Em nota, o iFood explicou que a conta de onde veio a mensagem racista foi criada no dia do pedido, e não havia realizado outros até aquele momento. A empresa diz que já está “tomando providências” para bloquear o cliente, e se colocou à disposição das autoridades. Leia a nota na íntegra:

“O iFood repudia veementemente qualquer atitude racista, seja ela física ou verbal. Assim que tomamos conhecimento do caso ocorrido na cidade Campo Bom, identificamos que o cliente em questão criou uma conta no nosso app na data de 14/11/2023, realizando esse único pedido. Além disso, buscamos contato com os donos do restaurante para prestar o apoio necessário. Já estamos tomando as providências para o bloqueio do cliente e seguimos à disposição das autoridades para quaisquer informações necessárias. É importante ressaltar que esse tipo de comportamento fere totalmente os termos de uso da plataforma e que não toleramos nenhum tipo de descriminação.
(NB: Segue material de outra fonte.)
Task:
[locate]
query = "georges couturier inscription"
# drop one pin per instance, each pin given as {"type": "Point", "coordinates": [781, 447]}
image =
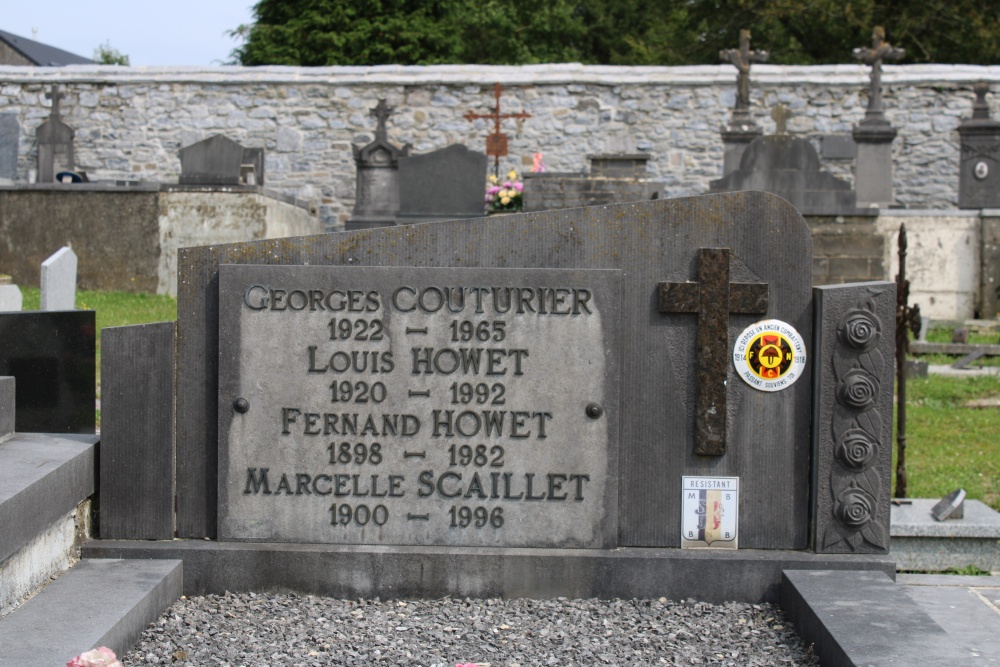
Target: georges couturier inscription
{"type": "Point", "coordinates": [470, 407]}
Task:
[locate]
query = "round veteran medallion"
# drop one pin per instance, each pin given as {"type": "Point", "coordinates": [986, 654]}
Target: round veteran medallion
{"type": "Point", "coordinates": [769, 355]}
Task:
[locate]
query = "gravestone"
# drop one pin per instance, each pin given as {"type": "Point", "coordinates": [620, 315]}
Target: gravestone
{"type": "Point", "coordinates": [55, 143]}
{"type": "Point", "coordinates": [874, 134]}
{"type": "Point", "coordinates": [10, 136]}
{"type": "Point", "coordinates": [52, 357]}
{"type": "Point", "coordinates": [446, 184]}
{"type": "Point", "coordinates": [615, 401]}
{"type": "Point", "coordinates": [979, 171]}
{"type": "Point", "coordinates": [215, 161]}
{"type": "Point", "coordinates": [376, 202]}
{"type": "Point", "coordinates": [58, 283]}
{"type": "Point", "coordinates": [741, 129]}
{"type": "Point", "coordinates": [789, 167]}
{"type": "Point", "coordinates": [11, 298]}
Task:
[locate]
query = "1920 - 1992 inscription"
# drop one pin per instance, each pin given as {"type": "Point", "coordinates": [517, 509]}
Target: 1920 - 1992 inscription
{"type": "Point", "coordinates": [466, 407]}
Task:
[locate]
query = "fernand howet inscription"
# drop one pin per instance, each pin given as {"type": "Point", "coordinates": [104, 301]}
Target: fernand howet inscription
{"type": "Point", "coordinates": [405, 406]}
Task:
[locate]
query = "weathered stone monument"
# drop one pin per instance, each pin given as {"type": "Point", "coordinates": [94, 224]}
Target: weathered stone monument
{"type": "Point", "coordinates": [741, 129]}
{"type": "Point", "coordinates": [616, 401]}
{"type": "Point", "coordinates": [446, 184]}
{"type": "Point", "coordinates": [789, 167]}
{"type": "Point", "coordinates": [376, 199]}
{"type": "Point", "coordinates": [55, 142]}
{"type": "Point", "coordinates": [979, 170]}
{"type": "Point", "coordinates": [874, 134]}
{"type": "Point", "coordinates": [10, 136]}
{"type": "Point", "coordinates": [219, 160]}
{"type": "Point", "coordinates": [58, 280]}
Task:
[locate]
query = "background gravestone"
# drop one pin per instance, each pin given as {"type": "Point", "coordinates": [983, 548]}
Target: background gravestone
{"type": "Point", "coordinates": [443, 185]}
{"type": "Point", "coordinates": [10, 136]}
{"type": "Point", "coordinates": [52, 356]}
{"type": "Point", "coordinates": [214, 161]}
{"type": "Point", "coordinates": [58, 284]}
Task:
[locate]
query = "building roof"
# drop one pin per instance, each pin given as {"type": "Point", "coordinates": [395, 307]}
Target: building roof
{"type": "Point", "coordinates": [42, 54]}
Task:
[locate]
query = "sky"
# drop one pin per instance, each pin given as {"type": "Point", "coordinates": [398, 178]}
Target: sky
{"type": "Point", "coordinates": [172, 32]}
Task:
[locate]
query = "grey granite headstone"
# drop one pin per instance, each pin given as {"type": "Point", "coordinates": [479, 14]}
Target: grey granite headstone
{"type": "Point", "coordinates": [443, 185]}
{"type": "Point", "coordinates": [58, 284]}
{"type": "Point", "coordinates": [852, 404]}
{"type": "Point", "coordinates": [460, 407]}
{"type": "Point", "coordinates": [789, 167]}
{"type": "Point", "coordinates": [214, 161]}
{"type": "Point", "coordinates": [649, 242]}
{"type": "Point", "coordinates": [10, 136]}
{"type": "Point", "coordinates": [979, 170]}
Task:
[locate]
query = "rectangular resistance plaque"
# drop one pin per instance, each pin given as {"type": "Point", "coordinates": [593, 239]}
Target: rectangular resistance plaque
{"type": "Point", "coordinates": [415, 406]}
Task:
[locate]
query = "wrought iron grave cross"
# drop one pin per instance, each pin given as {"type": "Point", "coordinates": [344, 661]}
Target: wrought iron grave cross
{"type": "Point", "coordinates": [880, 50]}
{"type": "Point", "coordinates": [712, 299]}
{"type": "Point", "coordinates": [742, 58]}
{"type": "Point", "coordinates": [496, 143]}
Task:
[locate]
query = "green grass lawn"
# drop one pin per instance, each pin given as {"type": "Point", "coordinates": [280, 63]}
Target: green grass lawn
{"type": "Point", "coordinates": [949, 445]}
Toda vez que um entregador ou restaurante parceiro identifica um pedido com dados errados ou comportamentos discriminatórios, a orientação é informar diretamente a plataforma sobre o ocorrido, para que possamos tomar as providências imediatamente.

Nesses casos, de violências física e verbais, os entregadores parceiros do iFood contam com o suporte da Central de Apoio Jurídico e Psicológico, serviço em parceria com a organização global de advogadas negras, Black Sisters In Law, que disponibiliza uma advogada para acompanhar o caso de maneira personalizada e humanizada. Para ter acesso, os profissionais precisam acessar a área de Alerta de Casos Graves, dentro do app iFood para Entregadores, e realizar a denúncia com todas as informações do caso”.

Procurada pelo GLOBO, a Polícia Civil do Rio Grande do Sul ainda não deu informações sobre o caso.